Natürlich liebt er das Kino, und die intellektuelle Welt New Yorks fasziniert ihn, Truman Capote löst Shirley Temple als großes Idol ab. Solange die abstrakten Expressionisten - Jackson Pollock, Willem de Kooning - die Szene dominieren, kommt er nicht zum Zuge, aber dann schaffen er und seine Kumpel - Claes Oldenburg, Roy Lichtenstein - den Pop als amerikanische Kunst und Vision, die bis heute amerikanisches Leben prägt. Am 31. Oktober 1962 eröffnet die Ausstellung The New Realists, drei Tage nach Beendigung der Kubakrise, die die Welt mit einem drohenden dritten Weltkrieg verstörte. Von diesem Moment an gehört Amerika - und seinem Pop-Chronisten Warhol - die Zukunft.

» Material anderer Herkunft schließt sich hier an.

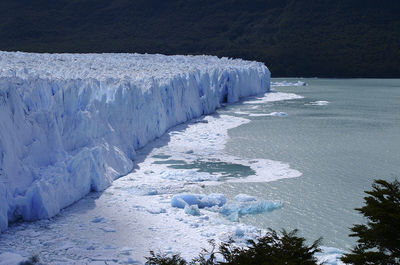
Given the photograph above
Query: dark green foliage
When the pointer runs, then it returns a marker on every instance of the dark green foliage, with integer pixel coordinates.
(342, 38)
(271, 248)
(163, 259)
(379, 239)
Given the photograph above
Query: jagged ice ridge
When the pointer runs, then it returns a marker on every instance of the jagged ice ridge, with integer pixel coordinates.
(70, 123)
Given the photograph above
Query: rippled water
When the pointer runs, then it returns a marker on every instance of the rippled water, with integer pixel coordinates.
(340, 146)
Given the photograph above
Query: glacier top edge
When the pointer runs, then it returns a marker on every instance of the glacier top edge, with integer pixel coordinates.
(132, 67)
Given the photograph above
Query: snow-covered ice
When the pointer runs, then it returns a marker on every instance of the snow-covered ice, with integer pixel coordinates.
(77, 125)
(71, 123)
(201, 200)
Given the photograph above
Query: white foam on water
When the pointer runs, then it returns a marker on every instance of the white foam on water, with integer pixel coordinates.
(286, 83)
(275, 114)
(318, 103)
(272, 96)
(135, 212)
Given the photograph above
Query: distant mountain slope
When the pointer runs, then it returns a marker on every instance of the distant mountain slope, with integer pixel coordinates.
(334, 38)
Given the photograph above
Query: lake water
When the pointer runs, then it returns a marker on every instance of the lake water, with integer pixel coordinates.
(340, 146)
(315, 153)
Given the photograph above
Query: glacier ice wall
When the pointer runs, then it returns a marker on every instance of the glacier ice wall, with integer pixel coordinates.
(70, 123)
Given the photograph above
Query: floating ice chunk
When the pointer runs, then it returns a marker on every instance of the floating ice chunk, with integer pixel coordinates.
(239, 232)
(125, 251)
(286, 83)
(272, 97)
(98, 219)
(276, 114)
(192, 210)
(108, 229)
(235, 210)
(151, 192)
(201, 200)
(318, 103)
(244, 198)
(188, 175)
(156, 210)
(8, 258)
(330, 256)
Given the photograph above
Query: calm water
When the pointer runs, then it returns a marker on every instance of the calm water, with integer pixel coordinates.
(340, 148)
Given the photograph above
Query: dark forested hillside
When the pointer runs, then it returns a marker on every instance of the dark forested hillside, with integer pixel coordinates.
(336, 38)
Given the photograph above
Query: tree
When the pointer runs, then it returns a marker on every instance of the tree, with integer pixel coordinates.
(379, 239)
(272, 248)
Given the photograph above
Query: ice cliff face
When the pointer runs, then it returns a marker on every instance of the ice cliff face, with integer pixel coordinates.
(70, 123)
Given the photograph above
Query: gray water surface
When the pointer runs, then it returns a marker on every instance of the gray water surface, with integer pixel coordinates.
(340, 148)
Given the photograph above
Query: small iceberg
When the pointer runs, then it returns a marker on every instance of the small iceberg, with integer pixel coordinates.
(318, 103)
(200, 200)
(275, 114)
(233, 211)
(286, 83)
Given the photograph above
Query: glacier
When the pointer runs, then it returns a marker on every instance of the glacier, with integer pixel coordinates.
(71, 123)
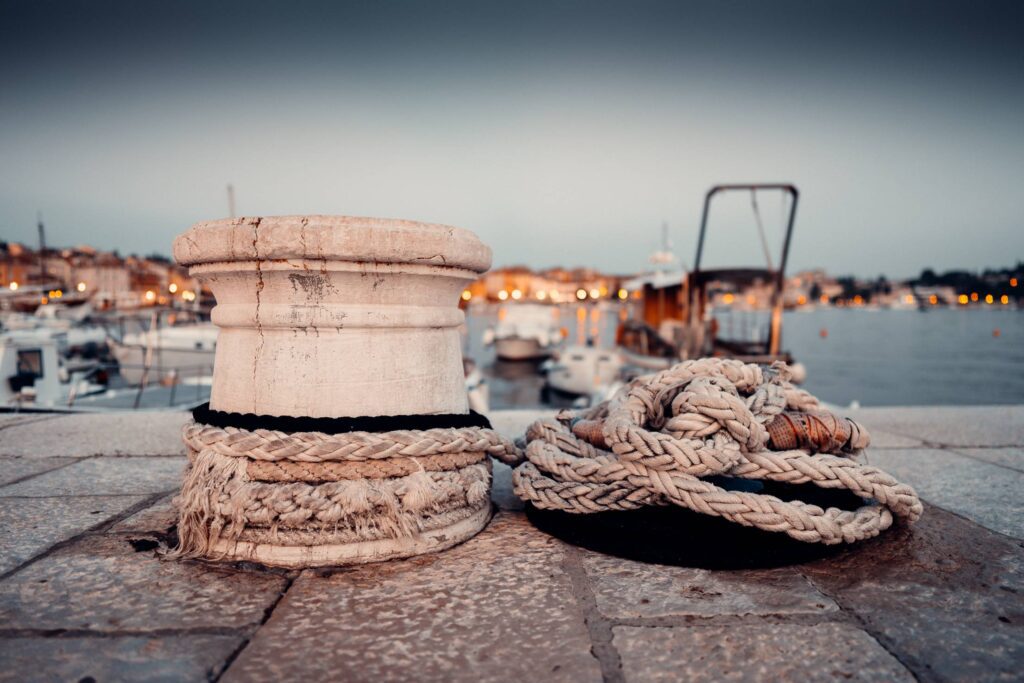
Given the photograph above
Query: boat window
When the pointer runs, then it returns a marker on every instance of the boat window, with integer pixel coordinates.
(30, 363)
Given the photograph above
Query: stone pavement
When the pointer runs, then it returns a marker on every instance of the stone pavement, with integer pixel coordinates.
(84, 595)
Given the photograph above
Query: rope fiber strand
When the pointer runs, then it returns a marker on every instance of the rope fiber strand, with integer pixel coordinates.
(656, 439)
(296, 496)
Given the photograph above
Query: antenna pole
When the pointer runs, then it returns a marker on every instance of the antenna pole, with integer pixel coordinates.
(42, 246)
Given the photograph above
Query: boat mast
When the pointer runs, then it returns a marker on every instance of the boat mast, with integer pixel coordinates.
(42, 247)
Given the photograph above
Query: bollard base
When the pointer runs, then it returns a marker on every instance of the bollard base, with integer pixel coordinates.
(358, 552)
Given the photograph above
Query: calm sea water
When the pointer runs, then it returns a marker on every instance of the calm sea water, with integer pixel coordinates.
(875, 357)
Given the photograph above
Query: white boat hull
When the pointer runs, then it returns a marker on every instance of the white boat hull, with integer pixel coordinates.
(185, 364)
(517, 348)
(585, 372)
(646, 361)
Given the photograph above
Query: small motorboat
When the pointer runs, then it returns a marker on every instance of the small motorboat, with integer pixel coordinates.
(37, 373)
(678, 317)
(583, 371)
(524, 332)
(165, 352)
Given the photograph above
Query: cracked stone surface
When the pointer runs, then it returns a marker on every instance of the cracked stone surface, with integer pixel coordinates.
(496, 608)
(631, 590)
(1012, 458)
(940, 601)
(949, 425)
(101, 584)
(104, 476)
(983, 493)
(12, 469)
(160, 518)
(945, 594)
(29, 526)
(138, 658)
(756, 652)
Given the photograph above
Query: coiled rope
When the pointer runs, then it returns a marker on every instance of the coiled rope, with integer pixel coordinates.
(656, 440)
(312, 489)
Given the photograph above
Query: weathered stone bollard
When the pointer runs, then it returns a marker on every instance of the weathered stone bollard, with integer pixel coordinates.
(338, 429)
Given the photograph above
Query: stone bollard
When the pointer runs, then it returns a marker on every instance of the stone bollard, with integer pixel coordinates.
(338, 429)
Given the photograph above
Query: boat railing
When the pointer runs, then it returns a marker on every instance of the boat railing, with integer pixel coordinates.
(178, 380)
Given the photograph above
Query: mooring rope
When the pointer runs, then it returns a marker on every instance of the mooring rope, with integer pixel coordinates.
(656, 440)
(312, 488)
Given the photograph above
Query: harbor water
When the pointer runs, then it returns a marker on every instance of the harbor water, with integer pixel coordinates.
(939, 356)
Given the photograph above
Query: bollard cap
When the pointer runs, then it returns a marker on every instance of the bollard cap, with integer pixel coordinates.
(331, 239)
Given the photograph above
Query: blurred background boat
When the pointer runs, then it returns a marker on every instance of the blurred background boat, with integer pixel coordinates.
(525, 332)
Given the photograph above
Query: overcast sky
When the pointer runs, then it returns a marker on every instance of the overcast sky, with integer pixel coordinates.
(560, 132)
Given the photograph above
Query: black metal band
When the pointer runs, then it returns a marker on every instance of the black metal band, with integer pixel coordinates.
(381, 423)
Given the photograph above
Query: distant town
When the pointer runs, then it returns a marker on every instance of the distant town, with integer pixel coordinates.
(30, 278)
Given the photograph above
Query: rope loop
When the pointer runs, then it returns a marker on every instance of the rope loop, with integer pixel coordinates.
(654, 442)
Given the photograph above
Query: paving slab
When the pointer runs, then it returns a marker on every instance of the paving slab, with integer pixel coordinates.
(988, 495)
(949, 425)
(625, 589)
(158, 518)
(755, 652)
(102, 584)
(885, 439)
(121, 433)
(99, 476)
(12, 469)
(498, 607)
(157, 658)
(945, 596)
(30, 526)
(1012, 458)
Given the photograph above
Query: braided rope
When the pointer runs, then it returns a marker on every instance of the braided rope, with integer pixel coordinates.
(314, 489)
(652, 443)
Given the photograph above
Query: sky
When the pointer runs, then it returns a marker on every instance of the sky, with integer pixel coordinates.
(562, 133)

Andy Warhol wird ein Star und muss sich immer öfter neu erfinden, er schafft seine berühmte Factory, wo er Hof hält unter seinen Freunden. Hollywood will ihn nicht, also dreht er in New York, besser: lässt drehen, Film auf Film. "Ich will es simpel, ich will Plastik und ich will es weiß", hat er bei Kitchen gesagt, der Film hat Norman Mailer begeistert, für den Pop absolut politisch ist. "Noch in hundert Jahren würden die Menschen Kitchen anschauen und sagen: ,Ja, so war das in den späten 50ern und frühen 60ern in Amerika. Deshalb hatten sie diesen Krieg in Vietnam. Deshalb wurden die Flüsse verschmutzt.'"

Am Ende müssen wir uns Andy Warhol doch als glücklichen Menschen vorstellen. So wie auf der Fahrt zur ersten Ausstellung in Los Angeles, quer durch Amerika. Dieses Amerika ist mindestens drei Jahre dem in New York hinterher. Aber auch dieses Amerika ist Pop. Warhol merkt, wie sehr er dieses Land liebt, "und er beschließt, es niemals zu verlassen. Ohne Drive-Ins am Straßenrand, Rieseneiswaffeln oder Hot-Dogs will er nämlich nicht leben."

Maren Gottschalk: Factory Man. Die Lebensgeschichte des Andy Warhol. Beltz & Gelberg 2015. 261 Seiten, 18,95 Euro.